Thursday, December 10, 2015

The Saga of Severnaya


August 1st, 2015. Brittany was walking down the road to our new apartment in Inokashira, Tokyo. She spotted a praying mantis on the fence, its arms outstretched as if to say "pick me up, mom!". She brought it home and we put it in a terrarium from the 100 yen store. I didn't want to keep it at first, thinking that it would be happier in the wild, but she convinced me. We internet-identified her as a female, and named her Severnaya (after the Russian weapons facility in Goldeneye, due to her evident badassery).



We went hunting for crickets and cockroaches for her every other night or so. Mantises only eat live prey, so we had to catch them alive. She tore them asunder like a true predator.






We would take her out drinking with us sometimes, and she would sit on our head or shoulders, She always wanted to be picked up and seemed to enjoy watching the world from her high vantage point.



Cicada season hit, and all the cicadas began molting, leaving their shells behind. We found this little guy in the process of molting, and helped him out of his shell. Severnaya didn't want to eat him, so they had play-dates instead.







She did, however, love to mow down on cockroaches. Crickets were her staple, but she loved the hunt of the faster, larger, juicy trash aficionados.

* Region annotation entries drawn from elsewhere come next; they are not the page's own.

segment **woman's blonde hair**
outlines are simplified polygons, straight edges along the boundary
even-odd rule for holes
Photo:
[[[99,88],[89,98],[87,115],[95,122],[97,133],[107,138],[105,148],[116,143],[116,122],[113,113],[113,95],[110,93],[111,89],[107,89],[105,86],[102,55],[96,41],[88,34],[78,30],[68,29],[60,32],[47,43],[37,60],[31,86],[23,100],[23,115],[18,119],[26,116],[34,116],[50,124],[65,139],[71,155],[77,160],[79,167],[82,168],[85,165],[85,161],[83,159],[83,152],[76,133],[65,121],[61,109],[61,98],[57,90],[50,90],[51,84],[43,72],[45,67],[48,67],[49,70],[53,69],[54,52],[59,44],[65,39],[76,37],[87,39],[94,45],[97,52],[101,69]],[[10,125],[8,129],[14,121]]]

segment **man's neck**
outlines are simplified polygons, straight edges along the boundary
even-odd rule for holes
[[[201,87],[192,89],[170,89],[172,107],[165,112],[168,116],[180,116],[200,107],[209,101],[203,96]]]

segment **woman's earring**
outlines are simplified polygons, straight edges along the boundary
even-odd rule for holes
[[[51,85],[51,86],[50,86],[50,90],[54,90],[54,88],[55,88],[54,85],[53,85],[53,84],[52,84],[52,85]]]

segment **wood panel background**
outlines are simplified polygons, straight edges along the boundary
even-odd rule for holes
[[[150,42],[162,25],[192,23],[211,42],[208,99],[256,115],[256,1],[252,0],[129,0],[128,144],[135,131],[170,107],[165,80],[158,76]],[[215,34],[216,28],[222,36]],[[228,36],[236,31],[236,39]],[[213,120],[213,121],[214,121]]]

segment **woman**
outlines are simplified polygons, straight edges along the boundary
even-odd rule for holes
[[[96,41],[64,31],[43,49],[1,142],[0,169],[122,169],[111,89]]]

We left a bunch of food in her terrarium and went to Korea for a week. When we came back, her wings were stuck in the open position. She must have fallen and bent one when they were open, and it wouldn't bend back. It didn't seem to bother her, though. You can see she's starting to get fat. Her abdomen was swelling with eggs, which the females lay whether they've been fertilized or not. It was time to start looking for a mate.



Attempted mate #1. This guy was all up on her, but she wasn't having it. He ended up falling off (or being pushed off?) and died. She stared at his corpse for a day, as if contemplating death. If she was heartbroken or traumatized by the death of her first suitor, she didn't hold on to it for long.



Suitor #2. He was an aggressive, feisty douchebag from the start. A real lady's man. He wouldn't stop freaking out and flying full speed into the sides of the terrarium. She was put off by him at first, but eventually, he must have caught wind of her pheromones, and his prime directive changed from escape to bumping uglies. Apparently he had demonstrated his prowess somewhere in all those panic attacks, and she gracefully received his loads of mantis sperm. Here we have captured the deed in all its glory.

Everyone has heard that the female will bite off the head of the male prior to or after sex, but she's a gentle soul and opted not to (or she was just really full from her constant buffet of insects). We released the male out the window when they were done. He seemed a lot more sated and calm. He flew into a tree and was never seen again.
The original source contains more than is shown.